Par exemple, si je m’autorise à dire que vous êtes moche, ça va faire des tas d’histoires, surtout si c’est vrai. Si j’évite ce genre de sujet, je suis tout de suite accusé de lâcheté. Si je vous dis que vous êtes beau, c’est de l’hypocrisie. Bref, j’ai tort dans tous les cas de figure. 

Autre exemple : vous m’invitez à diner parce que vous me trouvez sympathique. De fait, je suis obligé d’être sympathique puisque vous m’avez invité pour ça, même si je n’aime pas le menu ! 

Je propose d’autres règles de vie. Par exemple, invitez moi et faites moi un gigot au gratin dauphinois ! Ce serait tellement plus simple ! 

Ou alors dites-moi que j’ai du charme ! Ce n’est pas compliqué ! Je dégage quelque chose, tout de même ! 

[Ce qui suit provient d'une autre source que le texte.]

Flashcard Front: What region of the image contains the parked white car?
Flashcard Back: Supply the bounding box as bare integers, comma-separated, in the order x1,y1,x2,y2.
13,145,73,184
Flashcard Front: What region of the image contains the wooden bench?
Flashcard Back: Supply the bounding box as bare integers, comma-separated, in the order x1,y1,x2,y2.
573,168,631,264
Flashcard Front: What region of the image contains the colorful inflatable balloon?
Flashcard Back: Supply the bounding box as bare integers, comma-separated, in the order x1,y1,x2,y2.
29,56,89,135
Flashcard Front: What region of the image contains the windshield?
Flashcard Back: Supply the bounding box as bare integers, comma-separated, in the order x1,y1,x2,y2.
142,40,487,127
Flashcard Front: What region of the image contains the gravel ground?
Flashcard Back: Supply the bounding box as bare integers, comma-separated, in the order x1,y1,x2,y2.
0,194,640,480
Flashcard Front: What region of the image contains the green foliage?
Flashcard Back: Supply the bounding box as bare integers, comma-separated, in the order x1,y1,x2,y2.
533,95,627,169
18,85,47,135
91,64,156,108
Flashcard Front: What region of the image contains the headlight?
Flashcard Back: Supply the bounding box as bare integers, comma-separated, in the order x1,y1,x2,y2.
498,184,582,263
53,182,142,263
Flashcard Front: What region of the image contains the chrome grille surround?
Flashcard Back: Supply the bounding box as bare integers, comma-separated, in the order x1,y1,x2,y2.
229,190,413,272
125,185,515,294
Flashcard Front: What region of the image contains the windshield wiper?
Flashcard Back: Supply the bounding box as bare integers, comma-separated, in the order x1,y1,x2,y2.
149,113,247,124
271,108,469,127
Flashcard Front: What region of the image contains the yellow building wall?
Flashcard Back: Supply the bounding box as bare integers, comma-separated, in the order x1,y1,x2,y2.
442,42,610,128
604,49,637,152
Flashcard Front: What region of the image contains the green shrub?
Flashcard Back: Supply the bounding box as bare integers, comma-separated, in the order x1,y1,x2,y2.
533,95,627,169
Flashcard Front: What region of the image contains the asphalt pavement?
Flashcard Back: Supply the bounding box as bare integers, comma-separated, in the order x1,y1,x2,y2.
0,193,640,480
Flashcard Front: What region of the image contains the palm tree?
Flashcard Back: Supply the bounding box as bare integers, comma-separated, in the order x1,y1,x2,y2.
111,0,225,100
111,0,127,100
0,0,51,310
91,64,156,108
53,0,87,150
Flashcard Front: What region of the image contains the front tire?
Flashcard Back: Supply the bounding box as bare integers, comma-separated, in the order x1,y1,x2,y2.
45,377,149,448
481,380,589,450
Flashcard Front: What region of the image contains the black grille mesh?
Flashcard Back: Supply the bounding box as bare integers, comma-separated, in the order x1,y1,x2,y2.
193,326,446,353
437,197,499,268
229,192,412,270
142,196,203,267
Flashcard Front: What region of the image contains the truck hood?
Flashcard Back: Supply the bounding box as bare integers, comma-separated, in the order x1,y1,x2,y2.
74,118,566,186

Encore une situation pour bien monter comment je conçois la coexistence entre êtres humains. Vous savez que Duchmol sent des pieds. Hé bien,  au lieu de lui dire en face et afin d’éviter qu’il se sente mal à l’aise, je lui fais savoir de manière détournée et habile en glissant un déodorant sur son bureau ! 

Encore d’autres exemples. Soyons généreux avec nos voisins ! Un petit peu d’entraide ne nuit pas. Par exemple, monsieur Louis me prête sa scie électrique et moi je lui prête ma scie à mains. Nous nous complétons ainsi agréablement ! Point n’est besoin d’acheter tous les deux le même outil ! 

Imaginer les gains que nous ferions, si nous adoptions la même attitude à l’échelon planétaire ! Les américains achèteraient des avions de chasse, les chinois des sous-marins atomiques, les japonais des chars d’assaut et nous des stylos à bille pour nos militaires. 

Quelles économies sur les budgets militaires en temps de guerre ! 

Comment ça : contre qui ? 

 

Il avait toutes sortes de prédispositions

30 juillet, 2011

Il  avait une capacité de quinze litres par soirée.

Et un certain penchant pour la bière irlandaise.

Son goût pour la conversation l’entrainait tard le soir.

Il prenait ses dispositions pour rester au pub  jusqu’à  l’aube.

Son talent pour la musique était réputé.

Il rentrait chez lui en s’inclinant contre les murs.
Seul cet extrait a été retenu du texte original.